[Jetson-TK1, TegraK1] System failure when setting EMC clock manually

I am running a set of experiments where I am controlling the different core frequencies on the Tegra K1 (for example for GPU, CPU complexes and EMC (RAM)) to model power usage. To do this, I execute the following commands:

root@jetson: echo userspace > /sys/devices/system/cpu/cpu0/cpufreq/scaling_governor
root@jetson: echo 0 > /sys/devices/system/cpu/cpuquiet/tegra_cpuquiet/enable
root@jetson: echo G > /sys/kernel/cluster/active
root@jetson: echo N > /sys/module/cpuidle/parameters/power_down_in_idle
root@jetson: echo 1 > /sys/kernel/debug/clock/override.gbus/state
root@jetson: echo 72000000 > /sys/kernel/debug/clock/override.gbus/rate
root@jetson: echo 1 > /sys/kernel/debug/clock/override.emc/state
root@jetson: echo 12750000 > /sys/kernel/debug/clock/override.emc/rate

After that, I run some benchmarks that quickly make the platform hang up completely. It needs to be restarted by pushing the reset button manually (there is no way to use it in this state, not directly with keyboard and display nor over SSH).

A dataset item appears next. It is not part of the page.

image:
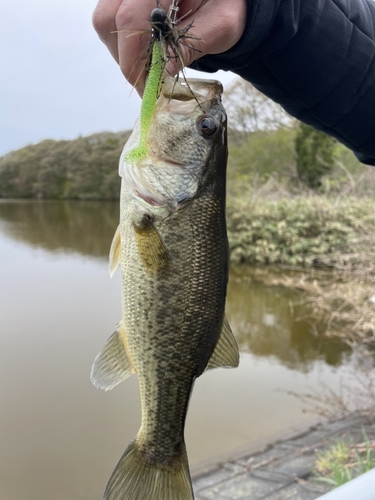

The benchmarks are simple CUDA-accelerated C-programs that reads video files from a ram filesystem, processes them and writes the output to /dev/null.

I did some further experiments and this issue seems to occur when the system is operating a lower EMC clock speeds. Starting from 396 MHz, I worked my way down the following frequencies:

12750 20400 40800 68000 102000 204000 300000 396000

For each frequency I ran my benchmark.

At 20.4 MHz the system became unresponsive upon TCP transmission (I transmit some power logs from an external logger machine to the Tegra over TCP when the benchmark is complete).

Hi krisrst,

Could you share your benchmark program.

By the way, please check the debugfs:

cat /sys/kernel/debug/clock/clock_tree

In the low frequency cause, some clock rate of devices might not be satisfied.
Bracket parts is the clock rate requirement.

Thank you

Hi krisrst,

Could you use UART console to check if there are any timeout message such as:

BUG: soft lockup - CPU#0 stuck for 22s!

This message is print by watchdog which is to monitor if the lowest priority can be served in 22 second.
In low EMC frequency case, it is possible that high memory operation process occupies the resource more than 22 sec, and it may explain why TCP becomes unresponsive.

Thanks.